Les transferts de fonds des émigrés, évalués à 720 millions de F CFA par an environ, sont devenus un enjeu socio-économique déterminant dans l’économie de la CR et constituent la première source financière des familles des émigrés. Les institutions de transfert de fonds rencontrent des problèmes de retard des fonds du fait de l’enclavement « Dande Maayo » et de l’insécurité.
En mars 2009 un montant de 37 664 431 millions a transité par la poste de Bokidiawé et un montant de 37179387 millions à la poste de Dondou, dans le « Dande Maayo »(cf tableau).
A coté de ces institutions il y a le secteur informel de transfert d’argent appelé communément « fax » qui est un véritable circuit de transfert pour les émigrés.
Diverses recoupements et vérifications ont permis de constater que pour l’évaluation des montants financiers transférés, ce sont les immigrés qui fournissent les informations les plus fiables. Ces derniers sont en effet les principaux intermédiaires concernant les transferts de fonds. Les villageois indiquent de « l’à peu prés », ne savent pas précisément par qui tel projet a été financé, ni quels en étaient les partenaires.
Le passage de l’Euro en F CFA et de l’Euro en Ouguiya est assuré par des « agents » qui font la navette entre les villages de la CR pour se retrouver en Mauritanie afin de vendre l’Euro qui y est très sollicité.

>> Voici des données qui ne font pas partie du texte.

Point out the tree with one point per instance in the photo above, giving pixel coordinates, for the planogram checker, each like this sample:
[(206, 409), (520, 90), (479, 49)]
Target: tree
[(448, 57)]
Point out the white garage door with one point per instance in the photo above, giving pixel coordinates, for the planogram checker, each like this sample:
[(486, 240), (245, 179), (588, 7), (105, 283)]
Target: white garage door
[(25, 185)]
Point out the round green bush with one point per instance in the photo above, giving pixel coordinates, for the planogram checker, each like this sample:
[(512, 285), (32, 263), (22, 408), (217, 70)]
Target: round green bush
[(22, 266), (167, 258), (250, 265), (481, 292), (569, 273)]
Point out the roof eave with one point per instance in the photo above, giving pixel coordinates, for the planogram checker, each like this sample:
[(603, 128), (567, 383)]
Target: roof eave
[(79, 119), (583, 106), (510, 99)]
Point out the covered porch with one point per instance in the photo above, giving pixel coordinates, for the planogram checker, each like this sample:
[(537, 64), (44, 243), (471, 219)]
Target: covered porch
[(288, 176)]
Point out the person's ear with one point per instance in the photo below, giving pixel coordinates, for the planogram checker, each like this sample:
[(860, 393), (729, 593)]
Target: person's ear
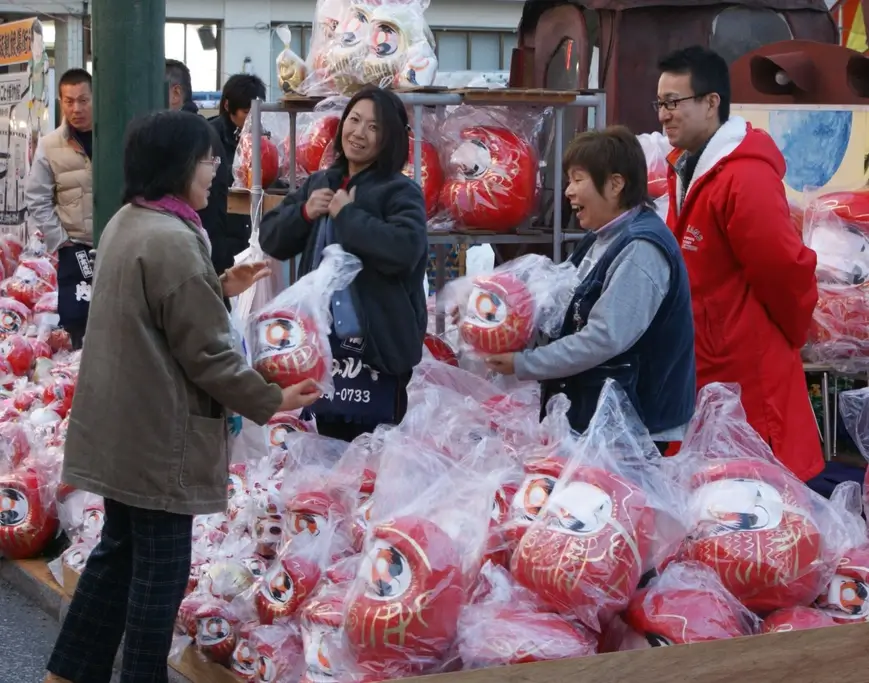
[(714, 102)]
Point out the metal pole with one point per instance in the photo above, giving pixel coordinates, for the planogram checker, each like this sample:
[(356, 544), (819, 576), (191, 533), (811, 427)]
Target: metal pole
[(129, 80), (256, 172), (556, 190)]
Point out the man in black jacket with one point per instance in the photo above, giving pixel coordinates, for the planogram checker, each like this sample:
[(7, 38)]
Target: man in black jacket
[(214, 216), (235, 102)]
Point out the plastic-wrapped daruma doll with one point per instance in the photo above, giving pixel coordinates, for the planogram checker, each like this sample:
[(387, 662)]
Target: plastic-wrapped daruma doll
[(846, 599), (754, 528), (492, 180), (402, 614), (27, 522)]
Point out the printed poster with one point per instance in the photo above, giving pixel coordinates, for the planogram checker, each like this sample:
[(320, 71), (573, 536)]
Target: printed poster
[(24, 113)]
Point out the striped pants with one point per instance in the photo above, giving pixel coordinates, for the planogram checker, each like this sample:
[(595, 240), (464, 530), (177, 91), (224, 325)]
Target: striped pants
[(133, 584)]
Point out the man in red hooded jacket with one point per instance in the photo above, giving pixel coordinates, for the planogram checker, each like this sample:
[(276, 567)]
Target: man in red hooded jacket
[(752, 280)]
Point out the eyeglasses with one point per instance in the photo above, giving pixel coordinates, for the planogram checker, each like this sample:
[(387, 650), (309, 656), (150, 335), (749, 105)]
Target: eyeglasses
[(670, 105), (214, 162)]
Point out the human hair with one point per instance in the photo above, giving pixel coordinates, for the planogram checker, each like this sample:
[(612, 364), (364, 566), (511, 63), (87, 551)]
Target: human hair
[(161, 153), (614, 150), (75, 77), (239, 91), (708, 71), (177, 73), (392, 128)]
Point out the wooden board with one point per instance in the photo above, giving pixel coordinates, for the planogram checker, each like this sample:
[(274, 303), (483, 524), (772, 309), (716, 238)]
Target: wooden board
[(39, 571), (198, 670), (838, 654), (70, 580), (538, 97), (299, 103)]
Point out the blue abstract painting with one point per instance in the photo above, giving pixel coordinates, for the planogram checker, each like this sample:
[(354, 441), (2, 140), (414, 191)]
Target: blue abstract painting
[(813, 144)]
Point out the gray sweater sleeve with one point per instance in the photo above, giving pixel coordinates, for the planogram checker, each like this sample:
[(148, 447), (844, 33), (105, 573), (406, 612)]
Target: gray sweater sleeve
[(635, 285)]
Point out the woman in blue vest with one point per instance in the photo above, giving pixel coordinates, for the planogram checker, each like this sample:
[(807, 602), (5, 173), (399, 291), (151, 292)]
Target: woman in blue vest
[(630, 318), (364, 203)]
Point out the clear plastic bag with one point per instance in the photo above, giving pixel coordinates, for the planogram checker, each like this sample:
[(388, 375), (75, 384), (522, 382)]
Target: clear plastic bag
[(34, 277), (510, 626), (291, 334), (421, 554), (686, 604), (291, 68), (28, 513), (502, 311), (613, 515), (293, 576), (317, 492), (491, 169), (385, 43), (773, 542), (796, 619), (855, 416), (316, 132), (836, 227), (278, 652), (217, 626), (656, 147), (401, 46)]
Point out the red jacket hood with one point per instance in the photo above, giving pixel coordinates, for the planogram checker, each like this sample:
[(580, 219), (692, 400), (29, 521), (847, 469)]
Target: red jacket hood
[(758, 144), (736, 140)]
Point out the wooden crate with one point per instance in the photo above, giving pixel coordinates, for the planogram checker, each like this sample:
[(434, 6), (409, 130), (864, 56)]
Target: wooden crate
[(199, 670), (70, 580), (239, 201), (838, 654)]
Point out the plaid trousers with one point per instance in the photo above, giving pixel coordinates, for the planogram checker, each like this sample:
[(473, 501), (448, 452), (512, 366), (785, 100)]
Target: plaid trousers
[(133, 583)]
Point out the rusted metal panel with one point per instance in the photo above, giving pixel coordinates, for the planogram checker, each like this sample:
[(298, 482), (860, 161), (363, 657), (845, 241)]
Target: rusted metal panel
[(801, 72)]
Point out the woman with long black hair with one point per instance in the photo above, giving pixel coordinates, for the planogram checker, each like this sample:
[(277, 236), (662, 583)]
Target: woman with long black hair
[(148, 427), (364, 203)]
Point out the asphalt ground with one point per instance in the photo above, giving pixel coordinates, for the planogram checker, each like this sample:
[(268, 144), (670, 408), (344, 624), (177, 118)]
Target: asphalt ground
[(27, 636)]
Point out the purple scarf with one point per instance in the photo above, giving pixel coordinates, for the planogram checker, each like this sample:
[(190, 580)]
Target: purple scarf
[(179, 208)]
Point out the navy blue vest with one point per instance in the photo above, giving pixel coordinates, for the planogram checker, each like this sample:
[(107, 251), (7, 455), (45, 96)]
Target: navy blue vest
[(657, 372)]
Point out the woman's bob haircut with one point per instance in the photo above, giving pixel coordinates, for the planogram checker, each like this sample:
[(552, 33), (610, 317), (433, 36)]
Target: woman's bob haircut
[(161, 153), (612, 151), (392, 130)]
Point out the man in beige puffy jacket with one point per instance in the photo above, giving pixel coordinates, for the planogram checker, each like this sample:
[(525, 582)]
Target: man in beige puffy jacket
[(59, 196)]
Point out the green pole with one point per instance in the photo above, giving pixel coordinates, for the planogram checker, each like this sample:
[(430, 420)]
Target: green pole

Des millions de F CFA passent par ces canaux chaque mois (30 millions par mois). Notre étude sur les transferts financiers des émigrés avait montré la prééminence des structures informelles grâce à l’adoption des NTIC. En effet, les transferts bancaires étaient plus sûrs, mais les transferts informels étaient plus rapides et plus accessibles.
Chaque village dispose de son « fax » qui est un réseau disposant de représentants dans chaque pays d’accueil des émigrés. Ce dernier est chargé de recevoir les fonds des mains de l’émigré avec un coût pour prestation de service qui défie toute concurrence ‘un appel téléphone et l’opération est faite.
Ces données qui passent par le secteur formel ou informel montrent que l’émigration est un levier important pour le développement économique et social de la CR.
Cependant depuis un certain moment on note des attaques des bandits contre les propriétaires des « fax » dans la CR et en France. Cela a eu comme conséquence la diminution des nombres de « fax ». En dépit de certains difficultés, il est incontestable que les transferts effectues par les émigres sont une source de devises substantielle pour la CR et une manne financière importante pour les communautés d’origine.
En outre les institutions financières qui sont en partenariat avec la CR dans sa politique de développement sont :
La CNCAS (Caisse Nationale de Crédit Agricole du Sénégal) en ce qui concerne les banques classiques. Elle assure le crédit de campagne pour les GIE en règle et le financement des autres activités du milieu rural.
La CAPEC créée par le PRODAM a pour objectif de collecter l’argent pour épargne auprès de la population locale et de la redistribuer sous forme de crédits pour les porteurs de projets.
Son siège se trouve à Nguidjilone. La fédération des GPF dispose également d’un GEC à Matam.